Ülker, yazısında kurban ibadetinin İslam öncesi dönemlere kadar uzanan tarihsel kökenlerine değindi. Kurban kavramının farklı kültürlerde farklı şekillerde var olduğunu ancak İslam’da cinayet, şirk, israf gibi olumsuz unsurlardan arındırılarak ibadet haline getirildiğini ifade etti.
Murat Ülker, kurbanın sosyal dayanışma ve yardımlaşma ruhunu güçlendiren bir ibadet olduğunu vurguladı. Zengini paylaşmaya teşvik ederken fakirin de Allah’a şükretmesine vesile olduğunu belirtti. Ancak kurbanın sadece sosyal ve maddi yardıma indirgenemeyeceğini, dini bir vecibe olarak yerine getirilmesi gerektiğini ifade etti.
Ülker, kurbanın kimler tarafından ve hangi şartlarda kesilmesi gerektiği konusunda İslam bilginleri arasında farklı görüşlerin olduğunu belirtti. Ancak bu farklılıkların dinde rahmet olarak görüldüğünü ve kolaylıklar sağladığını ifade etti.
Murat Ülker, yazısında kendi yaşadığı geleneklerden örnekler vererek kurban kesme sürecindeki özen ve hassasiyeti anlattı. Hayvanın seçimi, bakımı, kesimi ve etinin paylaşılması aşamalarındaki dini vecibelere dikkat çekti.

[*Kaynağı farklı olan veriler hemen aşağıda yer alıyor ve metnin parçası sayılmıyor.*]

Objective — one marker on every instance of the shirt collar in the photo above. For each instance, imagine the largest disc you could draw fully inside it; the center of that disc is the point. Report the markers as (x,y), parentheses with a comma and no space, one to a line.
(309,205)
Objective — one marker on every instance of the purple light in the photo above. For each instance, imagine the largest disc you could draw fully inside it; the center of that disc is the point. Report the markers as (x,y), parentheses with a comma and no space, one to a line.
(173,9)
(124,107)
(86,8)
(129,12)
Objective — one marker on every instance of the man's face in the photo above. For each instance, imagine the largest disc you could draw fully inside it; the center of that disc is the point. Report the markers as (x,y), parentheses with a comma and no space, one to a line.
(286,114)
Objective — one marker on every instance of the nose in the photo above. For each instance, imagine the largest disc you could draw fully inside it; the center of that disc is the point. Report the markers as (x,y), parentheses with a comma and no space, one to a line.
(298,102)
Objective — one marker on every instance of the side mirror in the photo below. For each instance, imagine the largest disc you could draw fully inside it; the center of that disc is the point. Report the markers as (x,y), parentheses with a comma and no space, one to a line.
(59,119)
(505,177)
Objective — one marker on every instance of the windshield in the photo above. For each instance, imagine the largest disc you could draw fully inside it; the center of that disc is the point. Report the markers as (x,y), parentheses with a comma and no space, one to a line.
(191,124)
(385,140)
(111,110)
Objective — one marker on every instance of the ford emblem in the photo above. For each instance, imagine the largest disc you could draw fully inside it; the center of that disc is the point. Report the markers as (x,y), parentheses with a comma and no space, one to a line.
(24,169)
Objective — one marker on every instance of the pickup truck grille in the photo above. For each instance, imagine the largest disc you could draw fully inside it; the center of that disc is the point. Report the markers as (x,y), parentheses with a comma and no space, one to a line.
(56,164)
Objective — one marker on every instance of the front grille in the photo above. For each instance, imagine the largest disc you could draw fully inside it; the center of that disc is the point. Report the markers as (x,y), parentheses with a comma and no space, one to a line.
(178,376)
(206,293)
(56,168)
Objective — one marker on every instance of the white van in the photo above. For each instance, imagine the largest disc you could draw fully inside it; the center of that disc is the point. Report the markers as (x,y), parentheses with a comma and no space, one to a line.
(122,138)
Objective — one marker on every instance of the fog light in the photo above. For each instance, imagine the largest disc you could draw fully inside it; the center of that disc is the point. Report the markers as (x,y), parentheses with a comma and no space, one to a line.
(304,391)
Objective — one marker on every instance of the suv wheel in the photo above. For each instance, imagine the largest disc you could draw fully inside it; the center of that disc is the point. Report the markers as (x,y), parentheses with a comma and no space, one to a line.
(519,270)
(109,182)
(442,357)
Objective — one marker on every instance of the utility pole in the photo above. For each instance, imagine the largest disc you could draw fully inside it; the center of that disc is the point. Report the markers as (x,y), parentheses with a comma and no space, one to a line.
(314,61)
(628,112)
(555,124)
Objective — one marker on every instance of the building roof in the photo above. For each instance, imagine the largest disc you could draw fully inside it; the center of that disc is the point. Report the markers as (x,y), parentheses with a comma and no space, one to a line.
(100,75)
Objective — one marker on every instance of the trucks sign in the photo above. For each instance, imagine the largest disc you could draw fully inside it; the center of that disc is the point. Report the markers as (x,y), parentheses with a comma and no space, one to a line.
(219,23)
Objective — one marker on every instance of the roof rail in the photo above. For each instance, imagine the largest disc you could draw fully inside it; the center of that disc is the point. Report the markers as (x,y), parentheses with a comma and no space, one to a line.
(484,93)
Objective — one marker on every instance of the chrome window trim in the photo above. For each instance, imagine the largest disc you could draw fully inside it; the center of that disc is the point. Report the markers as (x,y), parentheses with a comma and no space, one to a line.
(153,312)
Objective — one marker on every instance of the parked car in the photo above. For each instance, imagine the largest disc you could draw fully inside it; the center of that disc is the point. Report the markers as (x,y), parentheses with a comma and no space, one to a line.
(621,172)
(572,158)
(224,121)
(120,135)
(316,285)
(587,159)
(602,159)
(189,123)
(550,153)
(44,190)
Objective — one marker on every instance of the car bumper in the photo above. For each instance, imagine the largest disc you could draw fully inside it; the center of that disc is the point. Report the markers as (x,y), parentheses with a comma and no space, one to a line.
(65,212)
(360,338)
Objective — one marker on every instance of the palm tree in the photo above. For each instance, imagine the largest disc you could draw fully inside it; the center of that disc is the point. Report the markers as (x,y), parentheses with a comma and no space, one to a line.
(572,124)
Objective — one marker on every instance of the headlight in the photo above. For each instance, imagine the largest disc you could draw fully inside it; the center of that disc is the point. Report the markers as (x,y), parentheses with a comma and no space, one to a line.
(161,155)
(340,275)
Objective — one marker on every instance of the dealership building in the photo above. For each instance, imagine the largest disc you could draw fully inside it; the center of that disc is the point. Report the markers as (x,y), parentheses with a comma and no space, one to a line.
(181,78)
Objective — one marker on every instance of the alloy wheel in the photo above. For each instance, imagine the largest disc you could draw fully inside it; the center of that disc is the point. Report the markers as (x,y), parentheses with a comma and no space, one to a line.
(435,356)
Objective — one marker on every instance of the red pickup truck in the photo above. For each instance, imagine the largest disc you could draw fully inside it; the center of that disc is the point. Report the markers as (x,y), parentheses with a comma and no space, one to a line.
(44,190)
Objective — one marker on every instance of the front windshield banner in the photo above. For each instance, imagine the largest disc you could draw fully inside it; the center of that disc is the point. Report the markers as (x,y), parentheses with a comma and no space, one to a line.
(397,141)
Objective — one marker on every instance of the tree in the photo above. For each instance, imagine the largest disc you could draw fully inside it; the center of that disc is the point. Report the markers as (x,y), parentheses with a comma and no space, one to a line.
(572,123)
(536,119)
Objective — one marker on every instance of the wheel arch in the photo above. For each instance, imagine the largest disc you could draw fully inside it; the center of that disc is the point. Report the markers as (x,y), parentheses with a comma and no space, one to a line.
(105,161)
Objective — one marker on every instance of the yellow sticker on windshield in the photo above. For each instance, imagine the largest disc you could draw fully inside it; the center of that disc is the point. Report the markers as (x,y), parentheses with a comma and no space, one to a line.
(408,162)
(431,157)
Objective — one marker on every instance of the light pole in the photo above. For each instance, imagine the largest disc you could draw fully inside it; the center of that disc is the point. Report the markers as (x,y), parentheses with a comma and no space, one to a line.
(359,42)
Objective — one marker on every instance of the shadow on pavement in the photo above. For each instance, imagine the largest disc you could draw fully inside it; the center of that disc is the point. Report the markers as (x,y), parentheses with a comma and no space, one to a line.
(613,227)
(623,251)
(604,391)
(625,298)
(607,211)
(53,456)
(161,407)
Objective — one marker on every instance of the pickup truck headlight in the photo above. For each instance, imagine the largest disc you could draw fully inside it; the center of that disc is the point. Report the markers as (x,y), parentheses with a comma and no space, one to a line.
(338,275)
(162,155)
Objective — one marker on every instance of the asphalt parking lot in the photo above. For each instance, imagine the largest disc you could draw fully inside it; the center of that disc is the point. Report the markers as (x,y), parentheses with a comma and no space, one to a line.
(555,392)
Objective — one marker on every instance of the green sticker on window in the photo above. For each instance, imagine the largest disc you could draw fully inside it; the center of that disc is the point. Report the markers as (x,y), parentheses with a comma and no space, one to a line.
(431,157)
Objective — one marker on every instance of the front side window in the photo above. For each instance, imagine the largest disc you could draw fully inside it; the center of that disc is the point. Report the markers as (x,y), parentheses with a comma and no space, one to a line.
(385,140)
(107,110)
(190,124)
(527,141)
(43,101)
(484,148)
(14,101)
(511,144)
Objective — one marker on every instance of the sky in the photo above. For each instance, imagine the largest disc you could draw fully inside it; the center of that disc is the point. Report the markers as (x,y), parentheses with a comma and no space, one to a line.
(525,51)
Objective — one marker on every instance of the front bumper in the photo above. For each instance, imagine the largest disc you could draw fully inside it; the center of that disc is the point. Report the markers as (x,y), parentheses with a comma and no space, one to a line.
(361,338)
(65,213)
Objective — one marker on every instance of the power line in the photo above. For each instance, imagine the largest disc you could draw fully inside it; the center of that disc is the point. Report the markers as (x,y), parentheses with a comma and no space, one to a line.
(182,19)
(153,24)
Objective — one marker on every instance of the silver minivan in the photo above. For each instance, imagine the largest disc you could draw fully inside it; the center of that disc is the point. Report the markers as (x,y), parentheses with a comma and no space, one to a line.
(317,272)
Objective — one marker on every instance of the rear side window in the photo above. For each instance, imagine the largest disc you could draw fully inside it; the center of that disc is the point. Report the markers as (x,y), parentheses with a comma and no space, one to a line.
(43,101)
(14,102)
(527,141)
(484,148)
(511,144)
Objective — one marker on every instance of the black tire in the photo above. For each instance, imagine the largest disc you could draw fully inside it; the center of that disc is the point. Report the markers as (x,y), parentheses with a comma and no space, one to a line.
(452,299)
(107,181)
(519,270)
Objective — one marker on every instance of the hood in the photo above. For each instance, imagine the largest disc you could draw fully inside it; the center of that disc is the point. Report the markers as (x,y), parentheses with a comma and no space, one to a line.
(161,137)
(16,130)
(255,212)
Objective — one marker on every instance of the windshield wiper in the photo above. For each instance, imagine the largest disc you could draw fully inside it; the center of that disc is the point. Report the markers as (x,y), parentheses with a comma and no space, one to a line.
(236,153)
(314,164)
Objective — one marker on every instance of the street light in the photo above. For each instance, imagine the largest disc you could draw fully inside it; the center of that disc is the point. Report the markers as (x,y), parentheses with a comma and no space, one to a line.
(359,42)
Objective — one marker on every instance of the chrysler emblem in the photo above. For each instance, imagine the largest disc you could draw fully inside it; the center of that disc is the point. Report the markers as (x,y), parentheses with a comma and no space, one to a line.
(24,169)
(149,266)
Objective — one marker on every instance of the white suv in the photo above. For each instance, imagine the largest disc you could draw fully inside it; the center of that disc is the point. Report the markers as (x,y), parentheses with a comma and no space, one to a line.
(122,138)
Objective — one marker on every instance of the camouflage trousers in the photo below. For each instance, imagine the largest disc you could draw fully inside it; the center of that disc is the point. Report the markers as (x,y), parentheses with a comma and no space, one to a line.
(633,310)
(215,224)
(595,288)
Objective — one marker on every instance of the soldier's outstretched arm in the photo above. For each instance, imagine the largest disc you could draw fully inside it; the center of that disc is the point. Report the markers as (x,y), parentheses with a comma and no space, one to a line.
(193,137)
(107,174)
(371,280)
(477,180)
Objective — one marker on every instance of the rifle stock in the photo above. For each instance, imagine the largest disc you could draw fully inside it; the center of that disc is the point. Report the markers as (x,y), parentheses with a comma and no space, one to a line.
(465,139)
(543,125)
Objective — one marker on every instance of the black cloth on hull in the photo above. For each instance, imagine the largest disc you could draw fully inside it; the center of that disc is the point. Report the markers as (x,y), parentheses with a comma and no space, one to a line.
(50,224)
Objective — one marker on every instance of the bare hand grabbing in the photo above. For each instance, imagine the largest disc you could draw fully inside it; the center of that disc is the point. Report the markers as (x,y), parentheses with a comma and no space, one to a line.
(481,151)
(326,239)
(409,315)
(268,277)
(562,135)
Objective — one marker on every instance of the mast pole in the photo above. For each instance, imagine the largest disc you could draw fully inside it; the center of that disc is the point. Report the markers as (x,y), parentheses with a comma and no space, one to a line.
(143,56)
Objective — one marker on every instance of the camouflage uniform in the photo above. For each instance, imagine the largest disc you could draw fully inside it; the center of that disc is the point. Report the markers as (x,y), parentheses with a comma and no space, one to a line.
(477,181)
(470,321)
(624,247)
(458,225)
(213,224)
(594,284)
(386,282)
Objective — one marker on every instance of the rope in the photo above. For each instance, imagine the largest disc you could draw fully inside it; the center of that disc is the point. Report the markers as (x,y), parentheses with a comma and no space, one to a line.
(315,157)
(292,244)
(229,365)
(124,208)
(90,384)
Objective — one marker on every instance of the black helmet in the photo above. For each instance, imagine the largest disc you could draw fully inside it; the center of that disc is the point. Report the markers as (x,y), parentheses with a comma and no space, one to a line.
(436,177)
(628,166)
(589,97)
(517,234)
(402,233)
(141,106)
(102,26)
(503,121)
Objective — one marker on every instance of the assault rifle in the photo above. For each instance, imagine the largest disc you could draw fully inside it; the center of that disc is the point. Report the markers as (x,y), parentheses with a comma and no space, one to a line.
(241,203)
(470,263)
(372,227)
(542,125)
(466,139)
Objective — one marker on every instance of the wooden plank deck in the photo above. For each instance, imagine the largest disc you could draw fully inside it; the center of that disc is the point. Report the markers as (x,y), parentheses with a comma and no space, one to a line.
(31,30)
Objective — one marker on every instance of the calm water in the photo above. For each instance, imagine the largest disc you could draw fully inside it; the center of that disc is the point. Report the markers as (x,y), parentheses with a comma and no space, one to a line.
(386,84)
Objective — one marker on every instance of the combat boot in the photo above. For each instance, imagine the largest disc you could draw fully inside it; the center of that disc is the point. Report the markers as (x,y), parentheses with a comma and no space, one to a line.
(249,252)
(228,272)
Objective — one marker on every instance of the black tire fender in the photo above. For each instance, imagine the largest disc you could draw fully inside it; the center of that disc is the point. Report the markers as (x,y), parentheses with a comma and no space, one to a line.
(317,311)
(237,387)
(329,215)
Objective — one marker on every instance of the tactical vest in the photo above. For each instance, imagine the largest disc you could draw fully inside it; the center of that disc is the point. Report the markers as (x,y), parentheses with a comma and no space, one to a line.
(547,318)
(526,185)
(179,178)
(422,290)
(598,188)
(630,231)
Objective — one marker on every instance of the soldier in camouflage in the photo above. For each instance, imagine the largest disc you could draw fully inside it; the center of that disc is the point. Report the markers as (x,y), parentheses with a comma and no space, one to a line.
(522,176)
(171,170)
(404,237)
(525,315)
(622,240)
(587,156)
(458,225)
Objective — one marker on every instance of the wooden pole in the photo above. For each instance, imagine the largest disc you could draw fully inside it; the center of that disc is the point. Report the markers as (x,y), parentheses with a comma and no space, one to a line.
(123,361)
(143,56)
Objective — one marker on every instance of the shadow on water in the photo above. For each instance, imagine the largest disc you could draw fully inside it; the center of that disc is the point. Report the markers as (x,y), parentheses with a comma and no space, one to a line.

Ülker, günümüzde kurban ibadetinin özünden uzaklaşarak sadece “kan akıtmak” şeklinde algılandığını eleştirdi. Sadaka verme, bağış yapma gibi eylemlerin kurbanın yerine geçemeyeceğini vurguladı. Ayrıca, yereldeki ihtiyaç sahipleri dururken başka yerlerde vekaletle kurban kesilmesinin de doğru olmadığını belirtti.